Grass — nobody thinks about it or even cares enough to pay attention to it. But junior Patrick Utz does, believing that even the most ubiquitous plant has a story of its own. Having started filmmaking since elementary school, Utz expresses this belief through his short film, “Grass”.

“I wanted to start making these short films so that I could start getting my work out there and enter competitions because I noticed that this is what I wanted to pursue,” Utz said. “The best parts [about filmmaking] are actually going out in the fields and filming and [seeing] the end result.”

Utz originally got the idea for “Grass” from the television channel National Geographic, learning that after a bushfire, grass would grow back. He related this to how people face obstacles in life that bring them down, but must persevere to rebound from these experiences.

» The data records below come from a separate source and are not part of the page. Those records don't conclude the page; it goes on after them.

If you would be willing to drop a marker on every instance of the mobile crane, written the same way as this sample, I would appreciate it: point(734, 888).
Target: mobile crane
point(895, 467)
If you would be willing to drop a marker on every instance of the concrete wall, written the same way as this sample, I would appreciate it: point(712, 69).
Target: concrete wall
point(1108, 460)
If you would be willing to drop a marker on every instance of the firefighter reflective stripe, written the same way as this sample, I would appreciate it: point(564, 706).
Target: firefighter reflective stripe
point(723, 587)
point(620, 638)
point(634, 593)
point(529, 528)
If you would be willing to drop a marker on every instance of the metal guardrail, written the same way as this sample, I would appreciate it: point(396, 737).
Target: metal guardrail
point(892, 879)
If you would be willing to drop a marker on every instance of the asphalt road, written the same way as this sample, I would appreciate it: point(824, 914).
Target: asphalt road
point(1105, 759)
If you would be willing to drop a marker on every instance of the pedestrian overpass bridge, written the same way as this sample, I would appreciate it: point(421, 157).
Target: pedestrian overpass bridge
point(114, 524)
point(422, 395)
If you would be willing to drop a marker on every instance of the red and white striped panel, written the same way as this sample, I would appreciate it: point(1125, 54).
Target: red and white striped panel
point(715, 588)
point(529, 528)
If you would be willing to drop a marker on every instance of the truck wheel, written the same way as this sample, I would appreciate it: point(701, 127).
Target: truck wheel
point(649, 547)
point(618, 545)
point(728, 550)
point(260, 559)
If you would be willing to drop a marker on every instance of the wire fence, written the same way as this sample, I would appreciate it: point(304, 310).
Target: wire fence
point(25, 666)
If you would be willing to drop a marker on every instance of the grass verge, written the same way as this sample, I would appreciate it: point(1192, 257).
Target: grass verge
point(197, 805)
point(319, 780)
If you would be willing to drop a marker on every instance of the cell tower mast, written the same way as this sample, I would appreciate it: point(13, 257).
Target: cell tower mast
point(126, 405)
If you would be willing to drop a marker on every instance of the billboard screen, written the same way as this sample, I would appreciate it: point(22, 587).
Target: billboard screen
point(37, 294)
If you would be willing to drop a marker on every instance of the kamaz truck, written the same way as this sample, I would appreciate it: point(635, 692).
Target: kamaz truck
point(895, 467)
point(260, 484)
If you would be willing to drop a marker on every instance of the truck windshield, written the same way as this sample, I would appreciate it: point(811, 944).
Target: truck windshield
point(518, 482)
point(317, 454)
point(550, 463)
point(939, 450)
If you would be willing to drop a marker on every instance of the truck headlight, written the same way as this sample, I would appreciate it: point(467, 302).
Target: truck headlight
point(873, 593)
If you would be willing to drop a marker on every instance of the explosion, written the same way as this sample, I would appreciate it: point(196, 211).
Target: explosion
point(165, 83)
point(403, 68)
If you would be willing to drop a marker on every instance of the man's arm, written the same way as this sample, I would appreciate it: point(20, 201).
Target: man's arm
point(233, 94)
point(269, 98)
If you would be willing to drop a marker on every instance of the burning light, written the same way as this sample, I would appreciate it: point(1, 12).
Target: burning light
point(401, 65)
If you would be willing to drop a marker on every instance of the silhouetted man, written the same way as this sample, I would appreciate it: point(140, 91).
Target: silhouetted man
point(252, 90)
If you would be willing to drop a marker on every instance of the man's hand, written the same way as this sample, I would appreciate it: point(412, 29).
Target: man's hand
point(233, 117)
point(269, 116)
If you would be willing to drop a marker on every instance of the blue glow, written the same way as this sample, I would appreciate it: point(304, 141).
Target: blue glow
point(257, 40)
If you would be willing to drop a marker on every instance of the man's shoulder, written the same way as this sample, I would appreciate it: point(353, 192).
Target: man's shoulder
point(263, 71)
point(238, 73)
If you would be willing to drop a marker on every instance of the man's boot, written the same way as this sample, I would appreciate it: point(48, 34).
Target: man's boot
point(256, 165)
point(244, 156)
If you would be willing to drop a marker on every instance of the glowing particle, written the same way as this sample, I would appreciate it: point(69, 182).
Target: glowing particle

“[The short film] compares our struggles to something such as grass, that one normally wouldn’t compare with,” Utz said. “Also, the plot and what not is very unique, which is why it is classified as an ‘experimental’ film, a film that does not follow a normal story plot.”

Utz first learned how to make films on his own by playing around with GarageBand and iMovie, but soon realized it was his passion because he enjoyed the filmmaking process. At the end of his sophomore year and beginning of junior year, Utz decided he wanted to use his skills to enter competitions.

“I like the feeling of having a finished product at the end [and] the fact that you can make dramatic scenes that have the capability of moving people’s emotions,” Utz said. “And I think that that is very powerful. I also feel like it is not a burden but rather entertainment and joy.”

Utz spent one month filming in Sequoia National Park, places near Yosemite National Park, a local park in Diamond Bar and another month editing. He also used footage he had filmed previously in Argentina.

“I was pretty happy [with the end result], but I knew I could have done better if I had more time. It’s never what I imagined it to be but it was pretty close in some aspects. I would have played around with the cinematic color grading, to get more of the right look,” Utz said. “I also would’ve gone out and shot more film that would’ve tied in more nicely to the end. I would have done all these things to make the final film more polished overall.”

Along with Utz who directed, produced and submitted this film to various film festivals around the nation, senior Brian Sonner acted while senior Donghyeok Kim wrote the script and helped with audio editing. They are semi-finalists for the National Coalition Against Censorship (NCAC) competition in New York.

“I was pretty surprised and really happy. I think [the judges] probably saw that the idea was quite creative, unlike most of their other films, probably,” Utz said. “I was really happy and pretty surprised due to many reasons, one of which is that we didn’t think we would get that far with our first competition short film.”

Utz’s experience with making films of his family trips, nature and technology played a major role in his decision to major in filming.

“I feel that there is a lot to learn about this profession,” Utz said. “And that with the right resources I can create a huge impact on society, such as teaching morals and lessons through the power of film.”